A seven-page form asked jurors to decide whether DuPont was negligent in causing or contributing to the contamination of the site and several residential areas around it.
Having determined DuPont and Diamond are responsible for the pollution, a second phase of the Circuit Court trial will determine if the plaintiffs deserve medical monitoring. That part of the case would begin immediately and likely last two to three days.
Regardless of how the medical monitoring phase ends, a third phase of the class-action lawsuit will address property damage claims, while the final phase will focus on whether DuPont’s conduct merits additional punitive damages.
The plaintiffs have argued the companies knew their waste products were dangerous and acted with negligence, while DuPont and Diamond denied wrongdoing.

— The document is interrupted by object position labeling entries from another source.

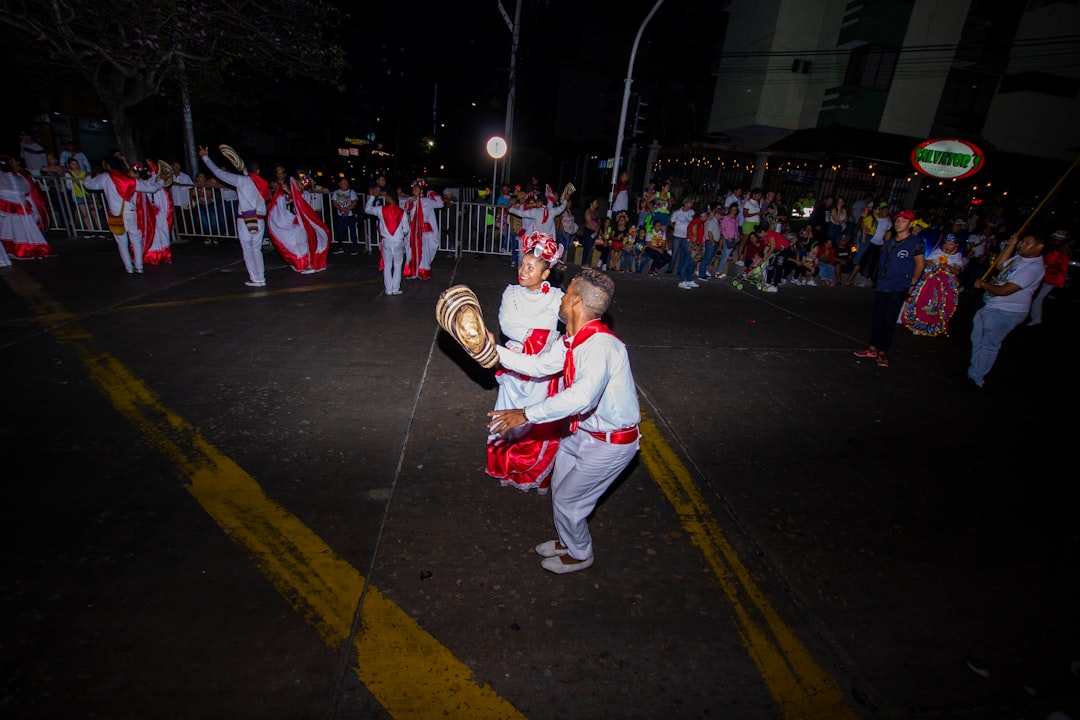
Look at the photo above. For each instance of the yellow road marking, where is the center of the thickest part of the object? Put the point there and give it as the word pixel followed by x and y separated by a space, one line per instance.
pixel 406 669
pixel 409 673
pixel 802 689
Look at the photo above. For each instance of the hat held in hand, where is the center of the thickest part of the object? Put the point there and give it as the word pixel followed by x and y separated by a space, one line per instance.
pixel 458 312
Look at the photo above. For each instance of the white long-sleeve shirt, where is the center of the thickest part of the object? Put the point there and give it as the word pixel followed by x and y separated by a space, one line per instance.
pixel 603 394
pixel 104 182
pixel 248 197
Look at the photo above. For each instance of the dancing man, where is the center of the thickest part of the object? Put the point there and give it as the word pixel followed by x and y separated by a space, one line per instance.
pixel 598 397
pixel 423 230
pixel 253 193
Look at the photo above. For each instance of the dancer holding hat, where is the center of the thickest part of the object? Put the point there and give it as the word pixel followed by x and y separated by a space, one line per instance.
pixel 599 398
pixel 528 317
pixel 253 193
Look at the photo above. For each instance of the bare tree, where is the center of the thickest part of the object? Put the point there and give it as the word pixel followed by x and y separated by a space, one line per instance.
pixel 130 51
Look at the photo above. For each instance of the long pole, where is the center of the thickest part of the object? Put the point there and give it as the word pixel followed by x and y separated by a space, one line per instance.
pixel 625 102
pixel 1020 233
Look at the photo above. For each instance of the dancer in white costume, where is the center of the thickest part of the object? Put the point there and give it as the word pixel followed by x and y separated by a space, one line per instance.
pixel 528 317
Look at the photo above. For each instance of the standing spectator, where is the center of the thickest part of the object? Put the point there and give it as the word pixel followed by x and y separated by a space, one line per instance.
pixel 662 204
pixel 393 239
pixel 621 201
pixel 656 249
pixel 645 205
pixel 528 318
pixel 837 221
pixel 423 230
pixel 31 153
pixel 874 245
pixel 345 201
pixel 751 218
pixel 680 254
pixel 566 229
pixel 204 191
pixel 75 182
pixel 712 238
pixel 599 397
pixel 71 150
pixel 1007 301
pixel 902 263
pixel 592 222
pixel 183 188
pixel 1055 256
pixel 252 193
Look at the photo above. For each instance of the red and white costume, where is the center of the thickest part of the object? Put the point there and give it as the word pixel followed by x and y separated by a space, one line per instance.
pixel 298 233
pixel 23 221
pixel 122 207
pixel 252 195
pixel 524 457
pixel 154 213
pixel 423 231
pixel 393 242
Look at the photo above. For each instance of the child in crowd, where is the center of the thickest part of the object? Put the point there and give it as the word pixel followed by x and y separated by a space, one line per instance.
pixel 637 252
pixel 619 240
pixel 603 243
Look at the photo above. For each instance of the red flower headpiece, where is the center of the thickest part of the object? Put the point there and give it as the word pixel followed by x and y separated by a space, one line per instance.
pixel 542 246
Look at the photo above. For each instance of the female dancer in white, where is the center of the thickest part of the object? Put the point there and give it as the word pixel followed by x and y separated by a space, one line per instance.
pixel 528 317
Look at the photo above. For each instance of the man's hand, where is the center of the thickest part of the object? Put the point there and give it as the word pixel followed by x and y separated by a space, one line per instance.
pixel 502 421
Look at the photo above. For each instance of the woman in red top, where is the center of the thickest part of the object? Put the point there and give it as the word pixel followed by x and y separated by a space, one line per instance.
pixel 1056 258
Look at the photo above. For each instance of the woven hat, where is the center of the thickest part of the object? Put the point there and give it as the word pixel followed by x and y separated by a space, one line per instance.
pixel 458 312
pixel 232 157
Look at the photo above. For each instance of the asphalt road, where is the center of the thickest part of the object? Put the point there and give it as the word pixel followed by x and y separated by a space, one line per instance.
pixel 237 503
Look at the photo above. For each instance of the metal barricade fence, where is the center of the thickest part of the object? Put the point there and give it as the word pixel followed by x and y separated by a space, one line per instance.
pixel 466 227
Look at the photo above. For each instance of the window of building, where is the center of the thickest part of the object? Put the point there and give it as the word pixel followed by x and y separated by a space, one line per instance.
pixel 872 67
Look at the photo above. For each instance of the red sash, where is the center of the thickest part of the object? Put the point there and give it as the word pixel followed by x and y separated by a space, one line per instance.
pixel 585 331
pixel 392 215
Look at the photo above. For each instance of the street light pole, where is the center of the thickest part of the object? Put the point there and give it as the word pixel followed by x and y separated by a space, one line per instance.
pixel 514 26
pixel 625 102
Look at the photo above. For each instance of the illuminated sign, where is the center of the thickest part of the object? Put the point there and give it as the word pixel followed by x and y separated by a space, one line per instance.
pixel 947 160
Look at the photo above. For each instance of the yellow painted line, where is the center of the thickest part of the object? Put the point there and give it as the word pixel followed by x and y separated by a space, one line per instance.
pixel 407 670
pixel 802 690
pixel 409 673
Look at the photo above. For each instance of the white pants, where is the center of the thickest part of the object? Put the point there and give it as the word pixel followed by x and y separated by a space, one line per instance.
pixel 131 244
pixel 393 261
pixel 584 469
pixel 251 243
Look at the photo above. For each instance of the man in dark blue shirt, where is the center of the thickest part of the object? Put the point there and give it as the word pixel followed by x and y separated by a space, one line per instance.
pixel 900 268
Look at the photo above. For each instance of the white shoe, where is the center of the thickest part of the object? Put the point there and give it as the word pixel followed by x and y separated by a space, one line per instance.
pixel 550 548
pixel 555 565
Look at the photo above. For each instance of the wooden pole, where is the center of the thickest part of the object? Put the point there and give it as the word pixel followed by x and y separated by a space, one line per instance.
pixel 1020 233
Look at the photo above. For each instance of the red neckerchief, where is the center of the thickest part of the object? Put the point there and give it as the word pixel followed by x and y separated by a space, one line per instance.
pixel 125 184
pixel 585 331
pixel 392 216
pixel 260 185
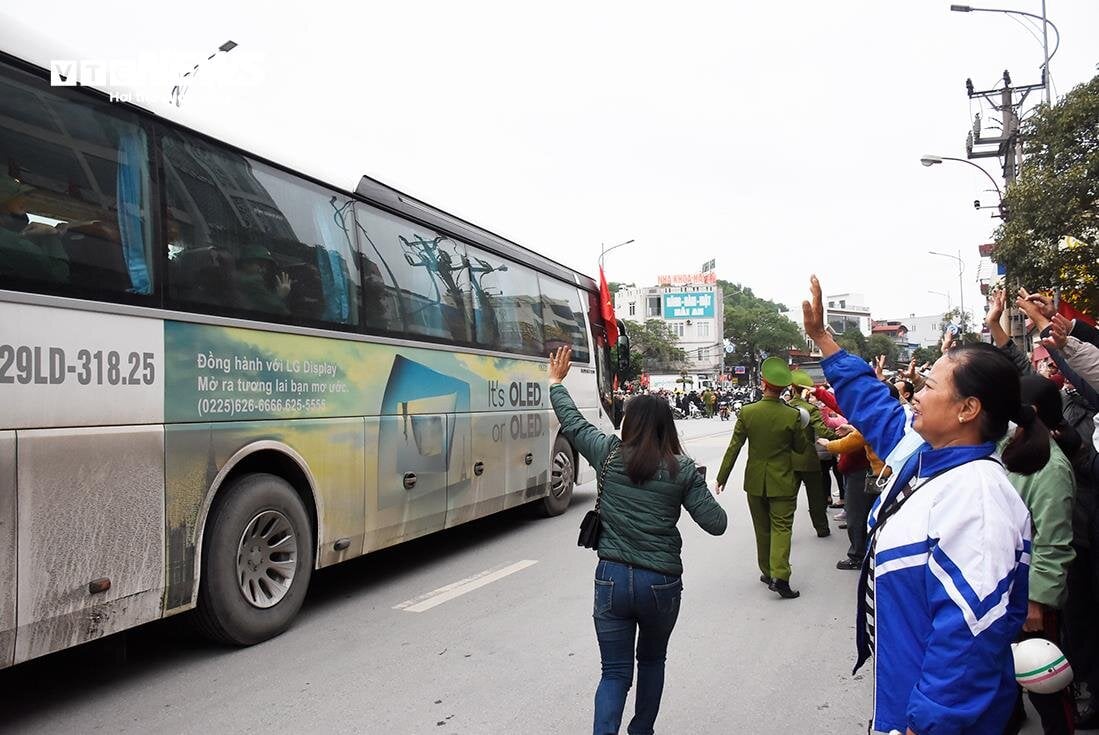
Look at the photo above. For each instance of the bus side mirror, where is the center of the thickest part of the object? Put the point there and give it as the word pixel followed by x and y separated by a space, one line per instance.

Defense attorneys argued last week that DuPont had already fulfilled its responsibility to Spelter, working with state environmental officials to destroy the old factory buildings, then cap the waste pile with a plastic cap and layers of fresh earth so it might someday be redeveloped.
Diamond ran the plant from 1975 to 2001, when regulators recommended the site be declared an imminent and substantial threat to public health. DuPont, which has been involved with the property since 1899 when it bought the land for a gunpowder mill, reassumed ownership when the zinc plant closed.
While Diamond is a defendant, the company isn’t actively participating in the trial. The judge in the case ruled previously that DuPont is responsible for Diamond’s conduct because of the 2001 sales agreement.